Freekeh probably originated around 2,300 BC when the attackers of a Mediterranean village set its green wheat fields on fire before retreating. To salvage what they could, the inhabitants rubbed away the burnt layer and found that the grain had ripened due to the heat and that it had retained a greenish hue. This discovery led to the production of freekeh.
Freekeh is prepared from hard wheat (Triticum durum). The traditional production method is the following: The wheat is harvested at the milky stage, when the leaves are just starting to turn yellow, and is left to dry for approximately a day. Then it is carefully burned in piles on the ground, to remove the chaff and straw. Because the grains are young and still moist, they are fire resistant. After burning, the grain is sun dried and threshed. In order to obtain an even finer product, it can also be cracked, like bulgur. The final product has a greenish color and a distinctive smoky scent and flavor. It must be stored in the dark to retain its flavor. Freekeh is often used in soups and stews, or prepared as a pilaf.

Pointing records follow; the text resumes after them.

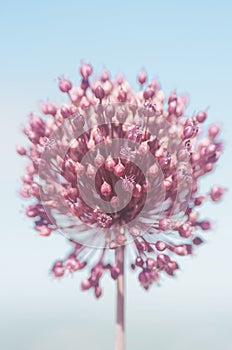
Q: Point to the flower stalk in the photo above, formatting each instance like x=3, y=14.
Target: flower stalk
x=120, y=320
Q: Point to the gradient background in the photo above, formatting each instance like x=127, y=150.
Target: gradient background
x=186, y=45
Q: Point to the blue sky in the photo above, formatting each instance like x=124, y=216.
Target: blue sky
x=187, y=45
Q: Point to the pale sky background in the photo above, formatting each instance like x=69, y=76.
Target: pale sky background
x=186, y=44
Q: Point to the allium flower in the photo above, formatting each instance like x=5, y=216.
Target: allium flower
x=115, y=168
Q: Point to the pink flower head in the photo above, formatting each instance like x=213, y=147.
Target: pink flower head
x=116, y=167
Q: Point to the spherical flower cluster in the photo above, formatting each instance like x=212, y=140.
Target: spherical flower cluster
x=118, y=167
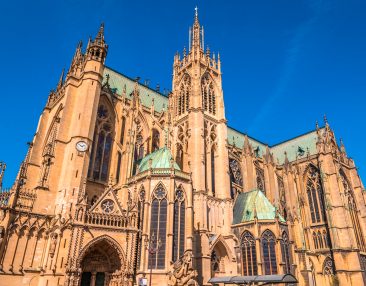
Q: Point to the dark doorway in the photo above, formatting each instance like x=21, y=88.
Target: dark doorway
x=99, y=280
x=85, y=279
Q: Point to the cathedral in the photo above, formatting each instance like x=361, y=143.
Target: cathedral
x=125, y=185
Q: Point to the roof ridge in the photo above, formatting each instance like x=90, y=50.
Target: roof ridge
x=143, y=85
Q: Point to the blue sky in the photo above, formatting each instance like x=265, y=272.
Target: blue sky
x=285, y=63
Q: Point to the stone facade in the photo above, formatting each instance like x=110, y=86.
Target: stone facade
x=122, y=183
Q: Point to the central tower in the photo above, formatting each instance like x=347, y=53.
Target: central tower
x=199, y=132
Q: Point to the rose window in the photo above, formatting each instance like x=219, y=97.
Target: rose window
x=108, y=206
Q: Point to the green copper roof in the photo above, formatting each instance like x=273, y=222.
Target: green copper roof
x=121, y=83
x=236, y=138
x=254, y=202
x=160, y=159
x=306, y=142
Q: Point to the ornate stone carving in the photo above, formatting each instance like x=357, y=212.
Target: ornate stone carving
x=183, y=272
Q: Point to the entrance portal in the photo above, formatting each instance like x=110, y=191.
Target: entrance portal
x=101, y=265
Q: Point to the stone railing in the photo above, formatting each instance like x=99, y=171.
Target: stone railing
x=107, y=220
x=159, y=172
x=4, y=197
x=26, y=200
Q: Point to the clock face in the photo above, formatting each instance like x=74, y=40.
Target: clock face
x=82, y=146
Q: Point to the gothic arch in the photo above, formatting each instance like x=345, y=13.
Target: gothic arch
x=104, y=238
x=51, y=126
x=220, y=256
x=221, y=241
x=160, y=184
x=108, y=100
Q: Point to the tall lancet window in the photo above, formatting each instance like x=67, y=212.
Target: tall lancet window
x=102, y=145
x=269, y=253
x=315, y=195
x=208, y=94
x=49, y=152
x=213, y=171
x=236, y=179
x=179, y=224
x=184, y=95
x=285, y=248
x=158, y=222
x=249, y=255
x=138, y=153
x=261, y=185
x=352, y=208
x=281, y=192
x=155, y=140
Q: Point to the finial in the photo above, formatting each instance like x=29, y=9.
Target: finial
x=61, y=80
x=343, y=149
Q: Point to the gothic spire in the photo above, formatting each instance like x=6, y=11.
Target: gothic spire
x=197, y=33
x=61, y=80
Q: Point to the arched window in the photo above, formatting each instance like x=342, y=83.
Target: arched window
x=315, y=240
x=320, y=239
x=158, y=224
x=123, y=126
x=139, y=146
x=249, y=255
x=312, y=270
x=140, y=224
x=261, y=185
x=179, y=224
x=102, y=145
x=325, y=239
x=184, y=94
x=179, y=156
x=352, y=208
x=213, y=171
x=215, y=262
x=49, y=151
x=315, y=195
x=281, y=192
x=328, y=267
x=155, y=140
x=236, y=179
x=269, y=253
x=208, y=94
x=285, y=248
x=118, y=169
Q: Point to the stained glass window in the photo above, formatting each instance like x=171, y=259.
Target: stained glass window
x=315, y=195
x=158, y=221
x=102, y=145
x=118, y=170
x=260, y=179
x=178, y=224
x=123, y=126
x=213, y=171
x=249, y=255
x=208, y=94
x=236, y=179
x=285, y=248
x=269, y=253
x=352, y=208
x=183, y=95
x=155, y=140
x=328, y=267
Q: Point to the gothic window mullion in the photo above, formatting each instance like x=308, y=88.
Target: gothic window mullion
x=102, y=157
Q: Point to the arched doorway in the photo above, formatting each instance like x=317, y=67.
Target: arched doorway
x=220, y=261
x=101, y=264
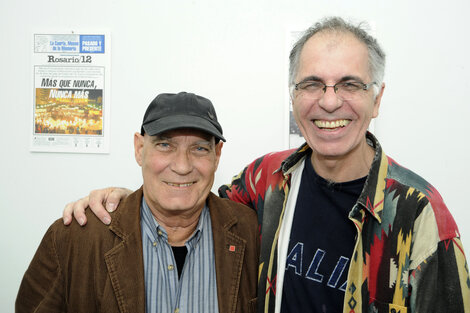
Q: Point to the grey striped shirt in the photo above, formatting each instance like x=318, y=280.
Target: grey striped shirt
x=196, y=290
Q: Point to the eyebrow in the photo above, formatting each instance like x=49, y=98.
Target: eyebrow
x=342, y=79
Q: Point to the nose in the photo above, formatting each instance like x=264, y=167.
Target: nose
x=330, y=101
x=182, y=163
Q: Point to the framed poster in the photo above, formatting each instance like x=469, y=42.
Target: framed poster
x=71, y=86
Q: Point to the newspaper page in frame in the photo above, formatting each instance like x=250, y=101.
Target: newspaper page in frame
x=71, y=92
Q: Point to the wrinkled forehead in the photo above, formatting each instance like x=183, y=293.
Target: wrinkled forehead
x=332, y=53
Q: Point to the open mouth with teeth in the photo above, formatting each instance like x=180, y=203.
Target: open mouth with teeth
x=180, y=185
x=331, y=125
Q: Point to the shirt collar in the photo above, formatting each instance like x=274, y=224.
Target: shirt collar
x=372, y=194
x=159, y=231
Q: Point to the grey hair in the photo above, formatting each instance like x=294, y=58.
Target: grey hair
x=337, y=24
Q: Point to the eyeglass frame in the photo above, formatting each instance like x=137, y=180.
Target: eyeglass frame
x=335, y=86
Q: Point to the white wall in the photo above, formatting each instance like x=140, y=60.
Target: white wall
x=232, y=52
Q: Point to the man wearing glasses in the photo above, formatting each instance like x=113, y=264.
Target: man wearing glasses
x=344, y=228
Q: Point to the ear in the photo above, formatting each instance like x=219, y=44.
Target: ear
x=218, y=153
x=377, y=100
x=138, y=147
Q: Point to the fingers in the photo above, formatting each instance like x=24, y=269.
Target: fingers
x=76, y=209
x=114, y=197
x=97, y=198
x=97, y=201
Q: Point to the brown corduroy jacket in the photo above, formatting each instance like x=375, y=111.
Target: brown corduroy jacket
x=99, y=268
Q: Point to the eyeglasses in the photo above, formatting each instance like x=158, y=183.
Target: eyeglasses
x=314, y=90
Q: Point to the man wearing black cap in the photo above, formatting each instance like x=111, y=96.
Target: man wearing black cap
x=175, y=248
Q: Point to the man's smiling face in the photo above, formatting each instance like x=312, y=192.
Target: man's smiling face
x=178, y=169
x=335, y=128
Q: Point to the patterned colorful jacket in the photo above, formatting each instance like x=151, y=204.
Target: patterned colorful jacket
x=408, y=256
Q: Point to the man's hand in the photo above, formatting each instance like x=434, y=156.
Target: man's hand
x=109, y=197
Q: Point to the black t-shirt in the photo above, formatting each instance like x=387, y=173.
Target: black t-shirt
x=321, y=243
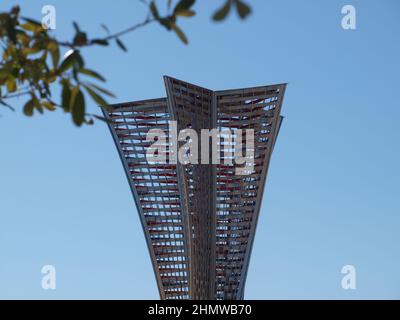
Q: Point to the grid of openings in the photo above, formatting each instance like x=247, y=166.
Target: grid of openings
x=192, y=107
x=156, y=186
x=237, y=195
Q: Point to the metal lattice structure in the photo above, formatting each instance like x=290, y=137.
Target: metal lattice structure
x=199, y=220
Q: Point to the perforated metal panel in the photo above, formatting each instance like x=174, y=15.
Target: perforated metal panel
x=199, y=220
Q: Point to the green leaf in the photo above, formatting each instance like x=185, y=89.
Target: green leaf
x=78, y=109
x=92, y=74
x=96, y=97
x=166, y=23
x=121, y=45
x=183, y=5
x=179, y=33
x=185, y=13
x=243, y=9
x=28, y=108
x=49, y=105
x=102, y=90
x=222, y=12
x=105, y=28
x=11, y=85
x=101, y=42
x=70, y=59
x=74, y=93
x=154, y=10
x=66, y=95
x=102, y=118
x=4, y=74
x=76, y=27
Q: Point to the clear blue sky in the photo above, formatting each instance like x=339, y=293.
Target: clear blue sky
x=332, y=195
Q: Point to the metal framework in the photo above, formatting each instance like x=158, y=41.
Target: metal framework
x=199, y=220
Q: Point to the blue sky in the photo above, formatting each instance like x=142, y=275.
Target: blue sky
x=332, y=196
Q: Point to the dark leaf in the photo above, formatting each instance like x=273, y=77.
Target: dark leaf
x=65, y=95
x=95, y=96
x=49, y=105
x=92, y=74
x=180, y=33
x=185, y=13
x=102, y=90
x=78, y=109
x=184, y=5
x=76, y=27
x=68, y=61
x=105, y=28
x=243, y=9
x=121, y=45
x=101, y=42
x=222, y=13
x=28, y=108
x=154, y=10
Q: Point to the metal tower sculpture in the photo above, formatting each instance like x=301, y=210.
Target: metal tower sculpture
x=199, y=220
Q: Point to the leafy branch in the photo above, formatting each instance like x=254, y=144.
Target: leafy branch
x=31, y=64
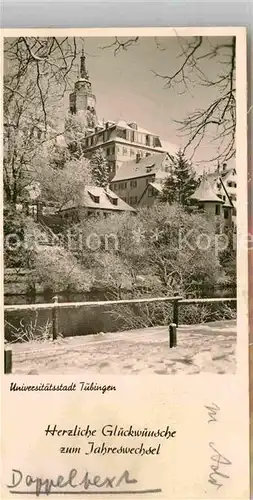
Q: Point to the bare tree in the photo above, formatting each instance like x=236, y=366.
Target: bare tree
x=37, y=72
x=37, y=69
x=218, y=119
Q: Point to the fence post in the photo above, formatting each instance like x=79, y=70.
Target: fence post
x=175, y=312
x=55, y=318
x=7, y=360
x=173, y=335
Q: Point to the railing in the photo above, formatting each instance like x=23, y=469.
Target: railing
x=176, y=301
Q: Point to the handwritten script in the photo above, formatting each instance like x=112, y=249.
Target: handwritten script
x=46, y=485
x=218, y=460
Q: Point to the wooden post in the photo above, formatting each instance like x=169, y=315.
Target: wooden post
x=55, y=318
x=175, y=312
x=173, y=334
x=7, y=360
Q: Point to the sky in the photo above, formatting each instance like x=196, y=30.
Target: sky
x=126, y=87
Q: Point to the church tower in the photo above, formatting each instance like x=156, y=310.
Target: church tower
x=82, y=102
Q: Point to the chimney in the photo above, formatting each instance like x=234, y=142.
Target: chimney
x=138, y=157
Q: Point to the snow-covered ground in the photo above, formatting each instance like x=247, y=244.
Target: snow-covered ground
x=201, y=348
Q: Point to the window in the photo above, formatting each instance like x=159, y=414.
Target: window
x=133, y=200
x=121, y=133
x=94, y=198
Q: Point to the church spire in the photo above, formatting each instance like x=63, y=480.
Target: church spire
x=83, y=72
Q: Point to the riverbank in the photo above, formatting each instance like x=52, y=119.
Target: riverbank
x=208, y=348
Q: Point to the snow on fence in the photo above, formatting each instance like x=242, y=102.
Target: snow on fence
x=55, y=306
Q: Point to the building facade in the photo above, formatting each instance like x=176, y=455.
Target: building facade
x=138, y=182
x=121, y=141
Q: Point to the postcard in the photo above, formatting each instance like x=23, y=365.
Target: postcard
x=124, y=270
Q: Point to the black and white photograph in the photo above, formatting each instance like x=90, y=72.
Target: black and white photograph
x=120, y=192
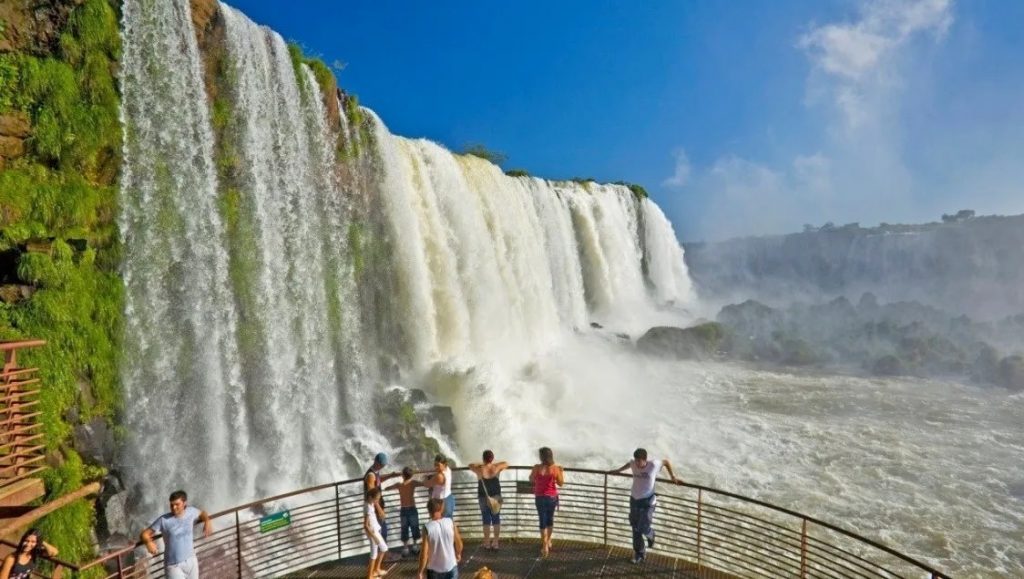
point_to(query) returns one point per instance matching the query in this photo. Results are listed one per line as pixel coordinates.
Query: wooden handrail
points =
(33, 515)
(5, 346)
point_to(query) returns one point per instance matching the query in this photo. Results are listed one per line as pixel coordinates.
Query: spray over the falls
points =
(256, 253)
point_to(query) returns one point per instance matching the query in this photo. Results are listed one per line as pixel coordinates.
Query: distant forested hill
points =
(964, 264)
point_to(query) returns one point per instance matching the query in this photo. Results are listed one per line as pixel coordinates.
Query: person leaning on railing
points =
(440, 485)
(22, 563)
(643, 500)
(488, 492)
(546, 478)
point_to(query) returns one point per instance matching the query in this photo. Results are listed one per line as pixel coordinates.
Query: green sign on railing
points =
(274, 522)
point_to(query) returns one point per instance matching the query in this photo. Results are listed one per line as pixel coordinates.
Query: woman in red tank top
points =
(546, 478)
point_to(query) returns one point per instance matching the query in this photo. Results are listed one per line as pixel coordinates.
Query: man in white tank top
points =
(441, 549)
(643, 500)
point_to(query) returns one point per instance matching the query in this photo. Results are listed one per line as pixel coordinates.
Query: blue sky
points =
(739, 117)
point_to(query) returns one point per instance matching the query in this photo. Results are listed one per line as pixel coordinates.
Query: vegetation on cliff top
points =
(60, 199)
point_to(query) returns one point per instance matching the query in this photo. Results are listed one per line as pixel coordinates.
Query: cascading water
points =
(280, 267)
(245, 344)
(181, 369)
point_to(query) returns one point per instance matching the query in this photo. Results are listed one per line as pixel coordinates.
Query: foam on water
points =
(932, 468)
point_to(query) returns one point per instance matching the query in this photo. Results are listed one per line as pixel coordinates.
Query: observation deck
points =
(700, 532)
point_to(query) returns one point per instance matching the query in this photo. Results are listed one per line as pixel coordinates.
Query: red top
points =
(544, 485)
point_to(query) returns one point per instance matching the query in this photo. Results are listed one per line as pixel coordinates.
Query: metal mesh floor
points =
(520, 557)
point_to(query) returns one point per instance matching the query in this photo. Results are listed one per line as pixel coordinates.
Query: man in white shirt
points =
(441, 548)
(176, 528)
(643, 500)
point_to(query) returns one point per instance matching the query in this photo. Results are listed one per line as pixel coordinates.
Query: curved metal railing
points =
(714, 531)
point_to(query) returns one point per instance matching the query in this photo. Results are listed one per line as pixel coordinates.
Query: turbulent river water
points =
(934, 468)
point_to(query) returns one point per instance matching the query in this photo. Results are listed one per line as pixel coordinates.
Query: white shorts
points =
(187, 569)
(377, 545)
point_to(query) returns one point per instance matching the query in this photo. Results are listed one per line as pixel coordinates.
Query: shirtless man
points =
(488, 489)
(409, 517)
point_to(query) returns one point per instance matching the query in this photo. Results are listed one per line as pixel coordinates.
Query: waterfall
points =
(181, 371)
(269, 277)
(664, 258)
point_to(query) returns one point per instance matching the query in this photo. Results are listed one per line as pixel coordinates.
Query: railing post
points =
(238, 541)
(699, 508)
(337, 514)
(803, 550)
(515, 504)
(605, 509)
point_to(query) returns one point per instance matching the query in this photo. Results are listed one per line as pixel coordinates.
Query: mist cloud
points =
(864, 74)
(681, 176)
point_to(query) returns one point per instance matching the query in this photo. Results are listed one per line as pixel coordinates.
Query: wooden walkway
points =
(520, 557)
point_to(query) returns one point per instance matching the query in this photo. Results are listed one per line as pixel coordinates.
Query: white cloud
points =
(854, 61)
(681, 175)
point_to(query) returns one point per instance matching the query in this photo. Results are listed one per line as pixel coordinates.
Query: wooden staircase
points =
(23, 451)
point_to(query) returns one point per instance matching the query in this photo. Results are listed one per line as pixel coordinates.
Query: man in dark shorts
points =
(643, 499)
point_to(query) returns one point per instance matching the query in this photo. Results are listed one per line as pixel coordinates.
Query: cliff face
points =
(973, 266)
(59, 158)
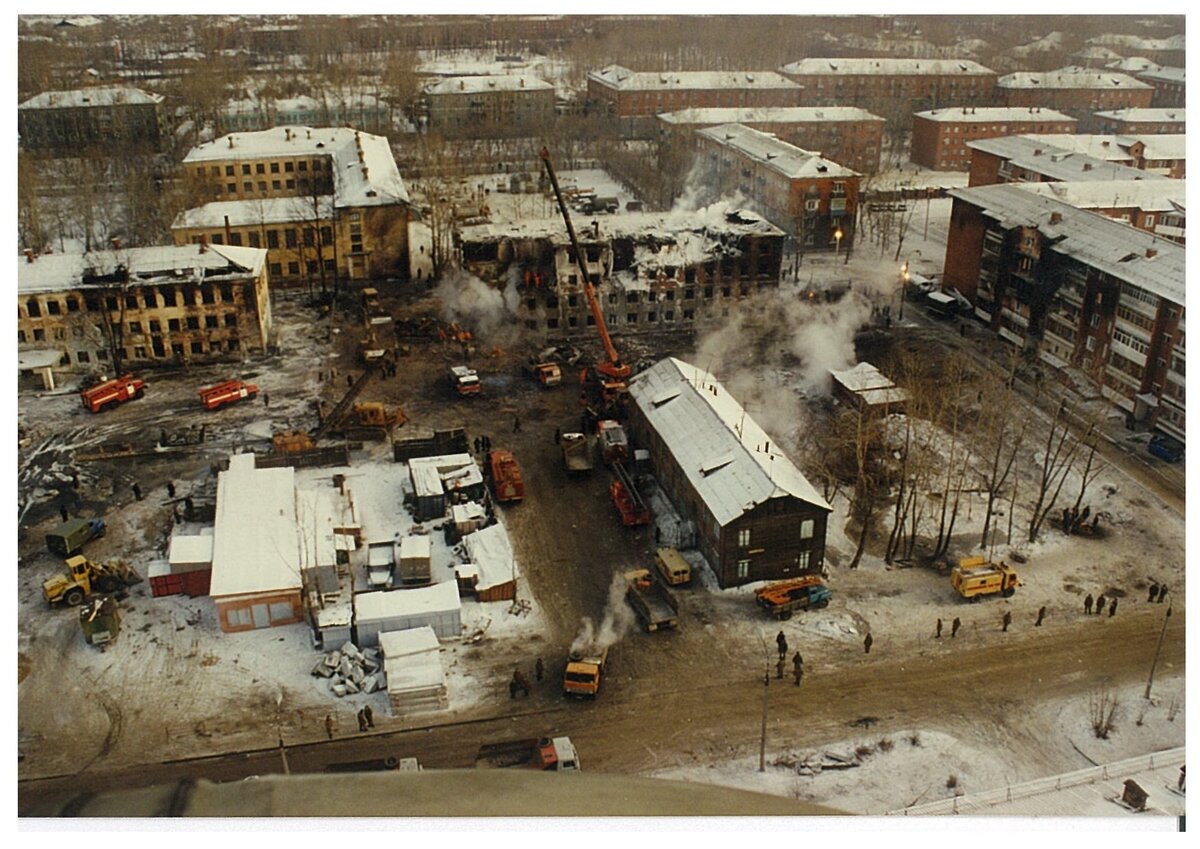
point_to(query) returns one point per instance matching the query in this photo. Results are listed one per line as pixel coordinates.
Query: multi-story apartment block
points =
(70, 120)
(460, 104)
(1080, 289)
(144, 306)
(1170, 86)
(324, 202)
(940, 137)
(1140, 121)
(1020, 158)
(899, 85)
(635, 95)
(846, 134)
(1077, 91)
(813, 199)
(653, 272)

In Lebanon, many households in the wheat producing regions make freekeh, but it is especially typical of southern Lebanon. The village of Chama’, for example, located south of the historic city of Sour (Tyre), is regionally famous for its freekeh. In Egypt, freekeh or fereek is used to stuff pigeons and small chickens that are then fried or roasted, while in the cities of the coast, it accompanies fish.
For thousands of years freekeh was prepared from countless local wheat varieties, many of which have never been catalogued. Today, however, mass-produced freekah made from a handful of modern cultivars threatens both the traditional production method and wheat diversity.